Facebook logo - Sputnik Italia, 1920, 19.02.2021
Facebook sapeva di fornire a inserzionisti cifre su portata gonfiate e fuorvianti - Financial Times
Il funzionario ha quindi sottolineato che più paesi adotteranno regole simili per quanto riguarda le notizie che appaiono su Facebook, sottolineando che l'approccio dell'azienda a un certo punto diventerebbe "totalmente insostenibile".

Guilbeault ha poi dichiarato di aver tenuto negoziati con le sue controparti in Australia, Finlandia, Francia e Germania e ha osservato che fino a 15 paesi in futuro potrebbero partecipare alla battaglia contro Facebook.

Il ministro non ha rivelato quali misure il Canada intende adottare, ma si pensa che potrebbe seguire le orme dell'Australia o richiedere ai giganti della tecnologia di aprire negoziati con gli editori di notizie su dei compensi finanziari.

La situazione di Facebook in Australia

La notizia arriva quando Facebook è impegnato in una situazione di stallo con l'Australia sulla nuova legislazione di Canberra. La legge sulla contrattazione dei media è stata introdotta per prevenire uno squilibrio tra i giganti della tecnologia come Facebook e i media del paese.

A man is silhouetted against a video screen with a Facebook logo - Sputnik Italia, 1920, 18.02.2021
Canberra, Facebook ha agito con "mano pesante" nel bloccare accesso alle notizie in Australia
Nel 2018, un'inchiesta lanciata dalla Australian Competition and Consumer Commission (ACCC) ha rivelato che i giganti della tecnologia avevano guadagnato immensamente dai media.

Di ogni 100 dollari australiani spesi in pubblicità digitale nei media locali, 81 dollari australiani sono andati a Facebook o Google.

La nuova legge richiede che i giganti della tecnologia paghino per i contenuti delle notizie, sebbene non ne sottolinei l'importo. Le autorità sostengono che non solo la legislazione garantirà un equo compenso, ma aiuterà l'industria dell'informazione della nazione, che è attualmente in difficoltà.

Facebook ha risposto vietando a editori e utenti di pubblicare, visualizzare o condividere contenuti di notizie. L'azienda ha detto che la legge "fraintende" il suo rapporto con gli editori.

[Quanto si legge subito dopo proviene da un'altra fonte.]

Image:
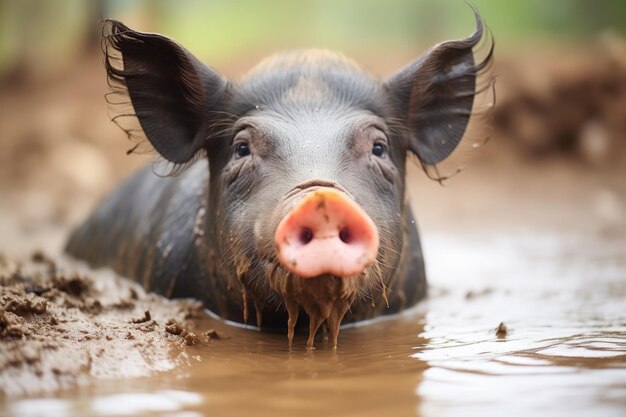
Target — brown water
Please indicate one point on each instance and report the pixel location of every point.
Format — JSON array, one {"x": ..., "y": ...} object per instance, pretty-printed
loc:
[{"x": 550, "y": 265}]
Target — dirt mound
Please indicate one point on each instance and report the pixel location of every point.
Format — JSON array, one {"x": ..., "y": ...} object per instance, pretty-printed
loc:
[{"x": 62, "y": 325}]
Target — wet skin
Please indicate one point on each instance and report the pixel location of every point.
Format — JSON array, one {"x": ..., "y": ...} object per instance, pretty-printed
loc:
[{"x": 301, "y": 122}]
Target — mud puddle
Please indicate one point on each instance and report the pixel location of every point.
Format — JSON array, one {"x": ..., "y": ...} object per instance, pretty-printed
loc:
[{"x": 526, "y": 316}]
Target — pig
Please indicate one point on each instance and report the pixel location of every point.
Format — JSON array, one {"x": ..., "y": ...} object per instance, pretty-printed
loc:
[{"x": 291, "y": 196}]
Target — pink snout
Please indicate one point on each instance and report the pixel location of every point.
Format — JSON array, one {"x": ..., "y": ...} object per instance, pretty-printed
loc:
[{"x": 326, "y": 233}]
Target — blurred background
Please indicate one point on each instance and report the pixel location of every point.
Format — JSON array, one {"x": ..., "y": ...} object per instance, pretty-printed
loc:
[{"x": 561, "y": 91}]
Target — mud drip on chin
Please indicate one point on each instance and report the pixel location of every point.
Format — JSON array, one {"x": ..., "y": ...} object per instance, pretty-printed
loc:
[{"x": 331, "y": 312}]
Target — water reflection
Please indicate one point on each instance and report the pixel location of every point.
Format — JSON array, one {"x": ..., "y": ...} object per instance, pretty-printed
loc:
[
  {"x": 564, "y": 352},
  {"x": 565, "y": 349}
]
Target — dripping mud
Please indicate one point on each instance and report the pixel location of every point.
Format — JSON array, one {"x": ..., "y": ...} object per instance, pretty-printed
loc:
[{"x": 525, "y": 259}]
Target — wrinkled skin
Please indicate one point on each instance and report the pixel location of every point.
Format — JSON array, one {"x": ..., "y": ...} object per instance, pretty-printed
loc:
[{"x": 299, "y": 122}]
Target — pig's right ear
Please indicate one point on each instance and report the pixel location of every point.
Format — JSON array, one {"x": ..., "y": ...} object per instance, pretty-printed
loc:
[{"x": 175, "y": 97}]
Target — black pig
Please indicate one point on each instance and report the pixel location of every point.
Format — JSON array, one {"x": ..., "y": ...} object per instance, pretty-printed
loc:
[{"x": 293, "y": 192}]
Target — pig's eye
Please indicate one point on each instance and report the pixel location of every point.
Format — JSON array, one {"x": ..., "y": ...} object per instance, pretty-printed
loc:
[
  {"x": 378, "y": 149},
  {"x": 242, "y": 149}
]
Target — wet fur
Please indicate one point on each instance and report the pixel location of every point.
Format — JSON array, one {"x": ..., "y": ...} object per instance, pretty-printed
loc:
[{"x": 182, "y": 236}]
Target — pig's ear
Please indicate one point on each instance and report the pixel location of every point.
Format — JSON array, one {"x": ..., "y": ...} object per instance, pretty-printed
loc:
[
  {"x": 175, "y": 98},
  {"x": 433, "y": 96}
]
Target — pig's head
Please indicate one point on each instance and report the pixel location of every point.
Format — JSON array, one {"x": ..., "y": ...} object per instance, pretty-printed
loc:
[{"x": 306, "y": 157}]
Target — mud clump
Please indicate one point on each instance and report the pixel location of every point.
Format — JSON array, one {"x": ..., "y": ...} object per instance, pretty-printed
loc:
[{"x": 63, "y": 325}]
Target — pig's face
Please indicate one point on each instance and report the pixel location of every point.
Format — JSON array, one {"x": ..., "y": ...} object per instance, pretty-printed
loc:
[
  {"x": 307, "y": 158},
  {"x": 297, "y": 143}
]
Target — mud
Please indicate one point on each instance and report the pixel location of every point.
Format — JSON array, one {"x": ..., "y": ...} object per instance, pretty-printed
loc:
[
  {"x": 63, "y": 326},
  {"x": 536, "y": 244}
]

Gli account di politici, enti di beneficenza e agenzie governative, compresi quelli relativi alla salute e all'emergenza, erano troppo bloccati, anche se in seguito Facebook ha affermato che si trattava di un errore.

Il social network ha sottolineato che le notizie costituiscono meno del 4% dei contenuti che gli utenti vedono nel loro feed di notizie e ha affermato che hanno aiutato gli editori australiani a generare qualcosa come 318 milioni di dollari l'anno scorso.

La reazione del gigante dei social media è stata duramente criticata dalle autorità australiane, che hanno affermato che la mossa dimostra "l'immenso potere di mercato di questi giganti sociali digitali".